I finally traced code that read 5 bytes form the stack, and ran them through a loop, calculated a single byte, then returned that byte. I wish I could claim to have written the code below, but it was actually done by another IRC contact. He had a (probably bootleg) professional version of IdaPro that produced the following C code.

unsigned char sbCRC(const unsigned char *msgbuf, const int len) {
     const unsigned char table[8] = {}; // REDACTED FROM THE BLOG TO AVOID LEGAL TROUBLE!

     unsigned char a, b, n = 0;
     int i = 0;

     while (i < len) {
          n = (unsigned char)*(msgbuf + i) ^ n;
          a = ((unsigned char)((signed char)n >> 1) >> 1) ^ n;
          b = a;
          a = ((signed char)a << 1) & 0xF0;
          b = (signed char)b >> 1;
          if (b & 0x80)
               b = ~b;
          n = (a + (b & 0x0F)) ^ table[n & 0x07];
          i++;
     }

     return n;
}

I tested this function against known values such as 0xF5,0x11,0x20,0x00,0x00,0x00 that I cited before, ran it through the function and it resulted in 0xD9. Boom! Checksum reversed!

The Missing Link – RS-232 Flow Control

Coming of age in the 2000s, I learned about effectively full-duplex buses such as USB or PCI. In modern buses, you can effectively asynchronously send data but the RS-232 often requires manual flow-control by the CTS, DSR, RTS and DTR pins.

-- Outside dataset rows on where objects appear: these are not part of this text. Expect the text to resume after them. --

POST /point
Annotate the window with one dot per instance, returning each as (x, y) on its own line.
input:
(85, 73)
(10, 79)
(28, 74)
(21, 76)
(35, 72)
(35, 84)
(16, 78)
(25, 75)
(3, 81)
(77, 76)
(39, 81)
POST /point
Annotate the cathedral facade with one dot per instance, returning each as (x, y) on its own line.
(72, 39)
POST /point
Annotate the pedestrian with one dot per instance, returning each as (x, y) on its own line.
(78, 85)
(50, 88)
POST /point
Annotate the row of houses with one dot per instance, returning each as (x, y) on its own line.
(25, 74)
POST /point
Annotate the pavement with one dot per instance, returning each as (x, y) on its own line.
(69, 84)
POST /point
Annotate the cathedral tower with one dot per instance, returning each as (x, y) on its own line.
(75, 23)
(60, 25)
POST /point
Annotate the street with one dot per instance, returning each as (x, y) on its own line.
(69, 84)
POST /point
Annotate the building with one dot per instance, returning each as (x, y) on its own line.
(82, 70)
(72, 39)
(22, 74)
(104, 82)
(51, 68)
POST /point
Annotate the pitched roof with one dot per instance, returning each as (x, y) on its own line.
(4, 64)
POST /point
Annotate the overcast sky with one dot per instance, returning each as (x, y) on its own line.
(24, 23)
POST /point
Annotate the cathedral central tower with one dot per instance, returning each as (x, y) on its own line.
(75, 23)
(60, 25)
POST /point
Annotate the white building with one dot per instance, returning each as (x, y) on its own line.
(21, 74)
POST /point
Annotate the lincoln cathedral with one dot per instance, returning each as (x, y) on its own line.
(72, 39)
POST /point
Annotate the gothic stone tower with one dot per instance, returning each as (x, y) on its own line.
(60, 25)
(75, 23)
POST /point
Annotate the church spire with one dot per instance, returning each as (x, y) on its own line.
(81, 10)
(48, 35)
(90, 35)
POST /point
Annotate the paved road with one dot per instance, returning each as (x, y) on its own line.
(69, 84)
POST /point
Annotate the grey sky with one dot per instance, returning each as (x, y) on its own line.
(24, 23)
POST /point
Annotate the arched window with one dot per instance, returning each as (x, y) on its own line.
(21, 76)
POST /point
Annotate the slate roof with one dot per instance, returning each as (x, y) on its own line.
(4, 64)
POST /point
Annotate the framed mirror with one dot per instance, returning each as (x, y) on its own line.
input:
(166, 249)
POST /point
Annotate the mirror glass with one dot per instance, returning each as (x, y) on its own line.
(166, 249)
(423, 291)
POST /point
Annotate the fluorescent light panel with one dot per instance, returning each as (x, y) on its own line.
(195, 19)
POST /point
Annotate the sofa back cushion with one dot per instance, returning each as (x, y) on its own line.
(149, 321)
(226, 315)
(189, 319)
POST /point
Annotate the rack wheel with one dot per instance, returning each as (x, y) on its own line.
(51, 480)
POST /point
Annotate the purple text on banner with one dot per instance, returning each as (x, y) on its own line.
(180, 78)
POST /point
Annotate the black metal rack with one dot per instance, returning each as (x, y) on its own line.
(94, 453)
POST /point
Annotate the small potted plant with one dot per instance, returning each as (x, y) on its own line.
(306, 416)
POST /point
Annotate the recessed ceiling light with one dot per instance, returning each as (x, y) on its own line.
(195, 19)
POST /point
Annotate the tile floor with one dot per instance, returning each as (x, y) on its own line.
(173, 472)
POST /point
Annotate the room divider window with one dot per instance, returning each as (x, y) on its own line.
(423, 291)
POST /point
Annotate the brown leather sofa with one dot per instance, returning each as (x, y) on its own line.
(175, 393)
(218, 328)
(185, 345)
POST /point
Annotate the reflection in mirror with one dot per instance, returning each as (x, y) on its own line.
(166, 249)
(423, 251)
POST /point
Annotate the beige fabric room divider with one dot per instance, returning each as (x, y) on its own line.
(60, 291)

Providentially, around this time I found the amazing tool 232Analyzer, which was the only tool of its sort that did not require a modern .NET framework. Had I found it earlier, this would have saved me a lot of time! But I learned so much along this process.

Putting it all Together

With that, I modified my python code to emulate the flow control, calculate the checksum and sent the resulting bytes over. And this time….it worked! I could replay messages from original CPS and the radio responded with the same flutter of meaningless data.

Asking around on forums, IRC and reading up on the Motorola hardware, I learned that these sorts of devices do not request or set specific values from the radio as an API abstraction layer might do. Instead, you request memory locations and interpreting those locations according to a pre-known memory map. I deduced that the 0xF5,0x11 bytes meant “read”, the 0x20 is some sort of divider (or maybe more?), the next 3 bytes are memory locations, and the final byte is a checksum.

Armed with this hypothesis, I found the memory location of the device serial number and my code could read serial. I tested this on my second radio and it resulted it correctly retrieved the serial number.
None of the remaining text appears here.